Why Germany’s Blue Chips Are Best For Long-Term Investment

Germany is the largest economy in Europe and the country’s blue chips are also some of the top dividend payers in the continent. Unlike other indices, the benchmark DAX Index is a total-return index and higher dividend payouts tend to further increase returns. Below is a quote from one my article back in 2014:

In hindsight, there is no doubting that the DAX has created wealth. It has increased more than eightfold in its nearly 25 years of existence. Put another way: Someone who put 1,000 (or close to 2,000 DM) euros into the DAX back then would have around 8,500 euros at the end of May 2013. It has been,despite all the highs and lows, a good investment.It’s interesting to note: 46 % of DAX performance came from dividend distributions.
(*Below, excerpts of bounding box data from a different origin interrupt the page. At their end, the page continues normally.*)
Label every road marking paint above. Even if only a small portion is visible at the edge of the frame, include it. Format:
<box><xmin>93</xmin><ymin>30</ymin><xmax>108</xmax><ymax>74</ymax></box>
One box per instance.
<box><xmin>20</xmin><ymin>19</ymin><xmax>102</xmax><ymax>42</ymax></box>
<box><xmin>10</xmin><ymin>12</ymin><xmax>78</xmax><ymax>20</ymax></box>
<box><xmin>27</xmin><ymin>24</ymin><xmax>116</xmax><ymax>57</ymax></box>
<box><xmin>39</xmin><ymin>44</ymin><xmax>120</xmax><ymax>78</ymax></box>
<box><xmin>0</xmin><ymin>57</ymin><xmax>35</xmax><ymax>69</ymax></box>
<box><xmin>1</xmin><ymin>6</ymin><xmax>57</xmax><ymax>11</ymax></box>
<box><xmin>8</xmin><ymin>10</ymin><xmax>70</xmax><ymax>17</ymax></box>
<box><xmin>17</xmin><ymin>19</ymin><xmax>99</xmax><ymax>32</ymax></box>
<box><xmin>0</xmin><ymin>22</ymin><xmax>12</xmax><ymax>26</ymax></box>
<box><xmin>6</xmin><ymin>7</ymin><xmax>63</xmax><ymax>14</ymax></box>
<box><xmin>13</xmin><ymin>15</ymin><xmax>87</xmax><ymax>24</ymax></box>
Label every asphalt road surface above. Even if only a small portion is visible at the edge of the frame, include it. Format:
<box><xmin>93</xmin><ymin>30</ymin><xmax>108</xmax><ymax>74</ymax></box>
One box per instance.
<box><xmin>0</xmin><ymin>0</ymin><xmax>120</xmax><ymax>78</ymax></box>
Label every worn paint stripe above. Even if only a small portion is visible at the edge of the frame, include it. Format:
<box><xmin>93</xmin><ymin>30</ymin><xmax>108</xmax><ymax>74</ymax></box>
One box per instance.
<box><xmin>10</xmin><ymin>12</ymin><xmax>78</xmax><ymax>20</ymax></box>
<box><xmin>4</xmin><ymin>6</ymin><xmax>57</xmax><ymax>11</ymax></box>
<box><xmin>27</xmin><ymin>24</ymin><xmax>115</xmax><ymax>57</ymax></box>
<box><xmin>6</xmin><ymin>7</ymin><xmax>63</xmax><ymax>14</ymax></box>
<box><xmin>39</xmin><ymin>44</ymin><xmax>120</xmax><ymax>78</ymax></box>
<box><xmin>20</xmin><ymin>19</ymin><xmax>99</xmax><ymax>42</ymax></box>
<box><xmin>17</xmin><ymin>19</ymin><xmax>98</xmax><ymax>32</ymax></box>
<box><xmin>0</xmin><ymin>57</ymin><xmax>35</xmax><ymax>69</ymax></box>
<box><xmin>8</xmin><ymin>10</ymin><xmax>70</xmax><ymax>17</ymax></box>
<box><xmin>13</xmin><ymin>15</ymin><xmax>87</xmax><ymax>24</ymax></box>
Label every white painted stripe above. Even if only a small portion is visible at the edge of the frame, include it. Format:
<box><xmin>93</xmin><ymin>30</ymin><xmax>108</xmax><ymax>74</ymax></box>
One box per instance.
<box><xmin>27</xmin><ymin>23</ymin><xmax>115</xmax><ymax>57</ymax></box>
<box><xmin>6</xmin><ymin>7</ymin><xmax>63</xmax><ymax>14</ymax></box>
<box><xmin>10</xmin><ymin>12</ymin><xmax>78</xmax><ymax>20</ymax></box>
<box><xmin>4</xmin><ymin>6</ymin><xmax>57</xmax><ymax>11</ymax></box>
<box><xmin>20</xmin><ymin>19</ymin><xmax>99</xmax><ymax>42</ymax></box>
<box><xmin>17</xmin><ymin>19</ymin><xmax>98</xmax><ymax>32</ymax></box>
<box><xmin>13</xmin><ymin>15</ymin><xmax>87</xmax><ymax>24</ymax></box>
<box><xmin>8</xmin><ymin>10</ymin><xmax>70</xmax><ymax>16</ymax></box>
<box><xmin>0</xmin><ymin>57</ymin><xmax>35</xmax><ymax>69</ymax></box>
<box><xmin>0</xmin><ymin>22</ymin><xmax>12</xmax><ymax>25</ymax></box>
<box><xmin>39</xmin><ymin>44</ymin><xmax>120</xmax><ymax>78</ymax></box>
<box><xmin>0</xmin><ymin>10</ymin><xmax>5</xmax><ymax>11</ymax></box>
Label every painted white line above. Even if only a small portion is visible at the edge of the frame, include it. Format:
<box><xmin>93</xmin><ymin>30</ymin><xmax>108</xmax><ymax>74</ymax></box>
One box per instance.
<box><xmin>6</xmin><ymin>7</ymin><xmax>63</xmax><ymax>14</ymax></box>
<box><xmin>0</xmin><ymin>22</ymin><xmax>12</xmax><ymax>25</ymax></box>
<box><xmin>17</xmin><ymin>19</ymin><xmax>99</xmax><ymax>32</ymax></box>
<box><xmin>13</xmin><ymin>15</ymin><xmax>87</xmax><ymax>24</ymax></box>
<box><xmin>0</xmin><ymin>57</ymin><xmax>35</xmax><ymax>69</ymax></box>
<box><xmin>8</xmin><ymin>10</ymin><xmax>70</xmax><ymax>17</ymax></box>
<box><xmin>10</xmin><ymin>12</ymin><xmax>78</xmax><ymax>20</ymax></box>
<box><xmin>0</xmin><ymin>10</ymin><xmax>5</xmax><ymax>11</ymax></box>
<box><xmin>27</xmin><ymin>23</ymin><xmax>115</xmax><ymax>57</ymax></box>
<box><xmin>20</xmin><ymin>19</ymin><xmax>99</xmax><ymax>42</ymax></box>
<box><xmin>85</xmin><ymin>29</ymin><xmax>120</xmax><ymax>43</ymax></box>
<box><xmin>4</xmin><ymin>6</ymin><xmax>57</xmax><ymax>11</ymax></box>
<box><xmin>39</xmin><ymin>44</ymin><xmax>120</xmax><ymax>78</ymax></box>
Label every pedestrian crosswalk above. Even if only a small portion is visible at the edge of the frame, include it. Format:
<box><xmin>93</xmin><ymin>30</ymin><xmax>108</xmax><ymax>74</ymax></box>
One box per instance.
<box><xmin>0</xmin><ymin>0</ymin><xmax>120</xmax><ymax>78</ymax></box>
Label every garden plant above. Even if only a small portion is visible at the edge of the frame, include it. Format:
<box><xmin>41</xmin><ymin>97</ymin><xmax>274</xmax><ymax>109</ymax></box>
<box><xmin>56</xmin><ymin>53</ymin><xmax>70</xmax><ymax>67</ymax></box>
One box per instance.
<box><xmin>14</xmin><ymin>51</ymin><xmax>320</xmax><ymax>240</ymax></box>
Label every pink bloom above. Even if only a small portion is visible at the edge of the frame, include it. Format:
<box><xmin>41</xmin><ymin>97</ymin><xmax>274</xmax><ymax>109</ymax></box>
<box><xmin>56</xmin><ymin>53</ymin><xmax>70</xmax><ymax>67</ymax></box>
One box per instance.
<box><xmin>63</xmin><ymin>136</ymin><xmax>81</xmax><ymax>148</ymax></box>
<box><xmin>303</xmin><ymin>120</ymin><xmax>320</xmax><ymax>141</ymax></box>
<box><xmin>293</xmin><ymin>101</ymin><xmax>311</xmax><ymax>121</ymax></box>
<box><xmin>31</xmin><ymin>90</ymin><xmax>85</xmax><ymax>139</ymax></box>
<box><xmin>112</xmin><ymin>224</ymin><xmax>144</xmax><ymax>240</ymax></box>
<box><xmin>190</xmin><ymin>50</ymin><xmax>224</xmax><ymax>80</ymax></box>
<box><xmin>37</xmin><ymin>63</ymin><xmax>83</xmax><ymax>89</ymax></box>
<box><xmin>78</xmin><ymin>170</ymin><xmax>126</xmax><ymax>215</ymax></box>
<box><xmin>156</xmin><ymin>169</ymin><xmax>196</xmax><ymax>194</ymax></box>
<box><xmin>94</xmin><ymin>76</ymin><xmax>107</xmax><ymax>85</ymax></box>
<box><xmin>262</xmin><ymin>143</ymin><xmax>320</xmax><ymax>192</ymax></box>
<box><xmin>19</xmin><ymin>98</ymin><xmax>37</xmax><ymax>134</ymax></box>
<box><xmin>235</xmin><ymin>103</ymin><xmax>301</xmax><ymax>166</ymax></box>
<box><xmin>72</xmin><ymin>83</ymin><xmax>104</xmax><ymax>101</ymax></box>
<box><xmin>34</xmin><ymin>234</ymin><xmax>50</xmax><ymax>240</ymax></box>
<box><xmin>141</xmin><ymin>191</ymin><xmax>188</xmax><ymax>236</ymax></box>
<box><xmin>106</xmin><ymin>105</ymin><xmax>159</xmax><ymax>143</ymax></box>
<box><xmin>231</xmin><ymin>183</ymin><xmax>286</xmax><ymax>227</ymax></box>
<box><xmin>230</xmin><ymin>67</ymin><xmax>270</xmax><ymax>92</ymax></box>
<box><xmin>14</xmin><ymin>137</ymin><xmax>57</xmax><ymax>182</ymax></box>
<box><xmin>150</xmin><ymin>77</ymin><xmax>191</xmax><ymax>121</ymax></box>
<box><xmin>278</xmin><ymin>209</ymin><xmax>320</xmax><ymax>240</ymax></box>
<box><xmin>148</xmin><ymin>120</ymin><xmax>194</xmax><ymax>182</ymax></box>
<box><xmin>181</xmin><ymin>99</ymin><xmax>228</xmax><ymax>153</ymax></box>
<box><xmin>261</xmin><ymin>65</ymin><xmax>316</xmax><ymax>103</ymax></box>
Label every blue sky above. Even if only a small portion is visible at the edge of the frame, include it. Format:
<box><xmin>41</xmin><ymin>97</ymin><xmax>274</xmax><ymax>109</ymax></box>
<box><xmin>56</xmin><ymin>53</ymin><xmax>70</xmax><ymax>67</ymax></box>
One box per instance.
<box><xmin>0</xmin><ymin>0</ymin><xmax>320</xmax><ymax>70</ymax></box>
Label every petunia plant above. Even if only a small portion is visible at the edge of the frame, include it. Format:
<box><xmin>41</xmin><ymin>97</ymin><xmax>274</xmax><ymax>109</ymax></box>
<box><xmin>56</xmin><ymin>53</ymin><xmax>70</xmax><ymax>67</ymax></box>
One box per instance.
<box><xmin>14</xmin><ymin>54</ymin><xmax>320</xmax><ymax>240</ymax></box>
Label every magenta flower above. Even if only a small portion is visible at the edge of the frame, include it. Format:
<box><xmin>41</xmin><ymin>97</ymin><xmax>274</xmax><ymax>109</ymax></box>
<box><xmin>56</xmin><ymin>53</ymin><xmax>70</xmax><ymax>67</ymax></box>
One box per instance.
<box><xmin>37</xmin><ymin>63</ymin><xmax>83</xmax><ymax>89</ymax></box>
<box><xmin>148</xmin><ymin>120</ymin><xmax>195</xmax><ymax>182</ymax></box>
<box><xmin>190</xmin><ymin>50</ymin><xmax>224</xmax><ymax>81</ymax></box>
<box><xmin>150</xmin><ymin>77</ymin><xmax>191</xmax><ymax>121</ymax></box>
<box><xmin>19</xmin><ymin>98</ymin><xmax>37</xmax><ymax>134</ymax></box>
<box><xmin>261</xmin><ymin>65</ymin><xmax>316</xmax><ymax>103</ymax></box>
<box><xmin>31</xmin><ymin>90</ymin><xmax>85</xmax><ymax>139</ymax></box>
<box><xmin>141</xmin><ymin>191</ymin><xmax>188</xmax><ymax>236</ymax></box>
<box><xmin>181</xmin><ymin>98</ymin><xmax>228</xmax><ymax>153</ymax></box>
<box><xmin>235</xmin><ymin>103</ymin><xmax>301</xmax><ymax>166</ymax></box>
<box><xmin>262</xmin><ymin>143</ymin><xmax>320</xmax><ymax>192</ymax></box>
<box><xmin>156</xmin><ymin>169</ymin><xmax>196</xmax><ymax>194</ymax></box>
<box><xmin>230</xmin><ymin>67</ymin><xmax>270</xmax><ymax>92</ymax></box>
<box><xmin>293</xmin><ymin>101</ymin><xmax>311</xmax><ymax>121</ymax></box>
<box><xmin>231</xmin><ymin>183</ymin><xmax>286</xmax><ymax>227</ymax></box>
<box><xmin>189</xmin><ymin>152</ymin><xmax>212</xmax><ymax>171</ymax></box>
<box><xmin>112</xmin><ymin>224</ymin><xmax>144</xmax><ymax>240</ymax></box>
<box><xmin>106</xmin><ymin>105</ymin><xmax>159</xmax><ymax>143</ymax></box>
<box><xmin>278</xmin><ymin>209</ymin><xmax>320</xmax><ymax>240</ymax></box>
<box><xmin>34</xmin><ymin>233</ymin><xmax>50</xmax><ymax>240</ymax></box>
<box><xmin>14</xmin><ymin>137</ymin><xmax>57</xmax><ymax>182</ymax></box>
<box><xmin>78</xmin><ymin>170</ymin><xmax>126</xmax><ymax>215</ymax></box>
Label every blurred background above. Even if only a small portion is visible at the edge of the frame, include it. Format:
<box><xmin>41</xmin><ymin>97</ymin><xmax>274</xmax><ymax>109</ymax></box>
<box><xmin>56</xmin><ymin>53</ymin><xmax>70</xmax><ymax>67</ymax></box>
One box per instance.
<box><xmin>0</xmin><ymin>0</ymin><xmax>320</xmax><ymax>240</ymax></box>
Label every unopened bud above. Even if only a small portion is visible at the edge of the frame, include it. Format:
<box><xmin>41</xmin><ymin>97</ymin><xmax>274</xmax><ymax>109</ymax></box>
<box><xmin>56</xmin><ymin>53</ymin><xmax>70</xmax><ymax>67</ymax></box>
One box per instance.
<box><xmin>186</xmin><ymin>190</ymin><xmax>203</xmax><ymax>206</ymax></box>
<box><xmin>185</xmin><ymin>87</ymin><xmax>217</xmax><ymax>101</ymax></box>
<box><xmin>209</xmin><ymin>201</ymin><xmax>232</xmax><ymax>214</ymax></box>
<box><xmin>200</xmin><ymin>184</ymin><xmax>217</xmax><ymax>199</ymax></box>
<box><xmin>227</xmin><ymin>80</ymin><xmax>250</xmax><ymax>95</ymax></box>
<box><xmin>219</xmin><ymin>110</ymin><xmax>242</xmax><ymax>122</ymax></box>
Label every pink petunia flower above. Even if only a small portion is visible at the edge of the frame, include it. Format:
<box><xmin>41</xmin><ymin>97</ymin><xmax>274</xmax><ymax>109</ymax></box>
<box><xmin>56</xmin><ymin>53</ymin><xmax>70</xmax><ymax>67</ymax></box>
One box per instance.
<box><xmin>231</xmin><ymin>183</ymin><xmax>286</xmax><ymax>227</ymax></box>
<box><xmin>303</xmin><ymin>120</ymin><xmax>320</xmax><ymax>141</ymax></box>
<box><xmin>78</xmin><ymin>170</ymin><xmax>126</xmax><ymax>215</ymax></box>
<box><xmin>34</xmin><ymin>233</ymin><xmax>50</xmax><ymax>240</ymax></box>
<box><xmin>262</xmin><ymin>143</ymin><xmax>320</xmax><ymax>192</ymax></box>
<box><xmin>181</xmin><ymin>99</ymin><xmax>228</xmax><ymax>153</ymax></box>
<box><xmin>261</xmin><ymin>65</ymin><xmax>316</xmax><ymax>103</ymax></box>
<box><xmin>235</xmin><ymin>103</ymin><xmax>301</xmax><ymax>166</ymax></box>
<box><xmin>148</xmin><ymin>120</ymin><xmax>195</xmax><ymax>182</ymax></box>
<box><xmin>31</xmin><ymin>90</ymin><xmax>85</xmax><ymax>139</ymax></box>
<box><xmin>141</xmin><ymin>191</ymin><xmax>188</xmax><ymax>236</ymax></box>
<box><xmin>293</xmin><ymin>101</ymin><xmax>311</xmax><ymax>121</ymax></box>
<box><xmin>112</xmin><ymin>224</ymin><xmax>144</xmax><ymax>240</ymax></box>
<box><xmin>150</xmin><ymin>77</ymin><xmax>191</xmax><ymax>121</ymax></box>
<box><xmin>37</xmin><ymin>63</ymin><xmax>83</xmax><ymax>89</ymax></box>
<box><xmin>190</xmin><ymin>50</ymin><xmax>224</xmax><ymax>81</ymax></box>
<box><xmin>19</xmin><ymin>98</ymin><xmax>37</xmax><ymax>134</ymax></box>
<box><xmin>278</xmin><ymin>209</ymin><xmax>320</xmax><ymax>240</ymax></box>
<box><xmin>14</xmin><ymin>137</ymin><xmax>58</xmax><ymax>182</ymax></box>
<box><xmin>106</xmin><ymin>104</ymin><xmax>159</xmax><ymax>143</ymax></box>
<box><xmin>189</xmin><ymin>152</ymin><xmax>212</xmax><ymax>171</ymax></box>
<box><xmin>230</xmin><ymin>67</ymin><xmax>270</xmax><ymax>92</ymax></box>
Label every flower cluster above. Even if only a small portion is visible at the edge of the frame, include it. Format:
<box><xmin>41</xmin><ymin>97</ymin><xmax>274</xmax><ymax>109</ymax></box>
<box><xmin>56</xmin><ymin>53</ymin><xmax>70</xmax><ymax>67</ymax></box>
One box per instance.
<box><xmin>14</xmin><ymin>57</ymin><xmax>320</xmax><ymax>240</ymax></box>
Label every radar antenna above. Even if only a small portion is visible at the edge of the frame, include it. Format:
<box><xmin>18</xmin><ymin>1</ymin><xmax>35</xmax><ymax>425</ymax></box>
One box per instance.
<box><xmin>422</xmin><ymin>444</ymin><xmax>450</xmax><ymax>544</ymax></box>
Moneyweek published the following chart showing the difference in returns between the DAX Index and the DAX price index:

Click to enlarge


Germany’s blue-chips are about to start paying their annual dividends, says the Frankfurter Allgemeine Zeitung. And there’s a record sum in the kitty: according to estimates from Commerzbank, some €38bn will be handed out for 2018, 3% more than in the previous year. The higher dividends are excellent news, as reinvested income is crucial to healthy long-term returns.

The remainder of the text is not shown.